Anemia

Anemia is a reduction in the number of circulating red blood cells, the concentration of hemoglobin, or both, below established normal reference ranges for horses. Because red blood cells carry oxygen bound to hemoglobin, anemia impairs the blood’s capacity to deliver oxygen to working muscles and organs.

Causes in horses fall into three categories: blood loss (acute hemorrhage from injury or surgery, or chronic loss from gastrointestinal parasitism), increased red cell destruction (hemolytic anemia, which can be caused by neonatal isoerythrolysis in foals, equine infectious anemia, or oxidative toxins), and decreased red cell production (iron deficiency, chronic inflammatory disease, or bone marrow suppression). Horses have a large splenic reserve of red cells that they release during exercise, which means early or mild anemia may not produce obvious signs at rest.

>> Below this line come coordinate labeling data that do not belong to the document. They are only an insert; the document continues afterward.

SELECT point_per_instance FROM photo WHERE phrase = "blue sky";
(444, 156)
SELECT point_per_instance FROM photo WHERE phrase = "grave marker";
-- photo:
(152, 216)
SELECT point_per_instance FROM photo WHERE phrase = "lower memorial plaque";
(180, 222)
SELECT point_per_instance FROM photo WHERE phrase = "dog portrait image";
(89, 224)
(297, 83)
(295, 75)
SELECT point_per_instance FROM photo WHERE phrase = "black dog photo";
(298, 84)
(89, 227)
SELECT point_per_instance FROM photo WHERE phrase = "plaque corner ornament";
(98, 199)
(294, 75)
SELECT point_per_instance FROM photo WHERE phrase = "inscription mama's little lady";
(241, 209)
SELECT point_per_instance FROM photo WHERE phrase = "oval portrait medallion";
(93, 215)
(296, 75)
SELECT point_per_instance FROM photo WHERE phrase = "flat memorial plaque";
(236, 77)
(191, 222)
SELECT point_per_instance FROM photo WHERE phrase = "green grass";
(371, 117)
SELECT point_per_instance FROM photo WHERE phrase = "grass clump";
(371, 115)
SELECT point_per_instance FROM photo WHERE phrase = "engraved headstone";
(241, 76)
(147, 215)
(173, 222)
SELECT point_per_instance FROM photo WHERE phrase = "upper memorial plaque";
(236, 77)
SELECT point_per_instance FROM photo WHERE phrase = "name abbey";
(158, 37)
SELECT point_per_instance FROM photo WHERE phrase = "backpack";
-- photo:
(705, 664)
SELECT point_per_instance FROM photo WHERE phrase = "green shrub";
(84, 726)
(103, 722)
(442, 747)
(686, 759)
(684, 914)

Clinical signs when anemia becomes significant include pale or white mucous membranes, reduced exercise tolerance, elevated resting heart and respiratory rates, and rapid fatigue. Diagnosis requires a complete blood count (CBC) to measure packed cell volume (PCV), red cell count, and hemoglobin. Normal equine PCV is approximately 32–48%; values below 28% typically produce visible clinical signs. Treatment depends entirely on cause: parasitism-driven chronic anemia responds to a targeted deworming program, while hemolytic or production-failure anemia may require transfusion or specific therapy. Any horse showing pale membranes warrants prompt veterinary evaluation.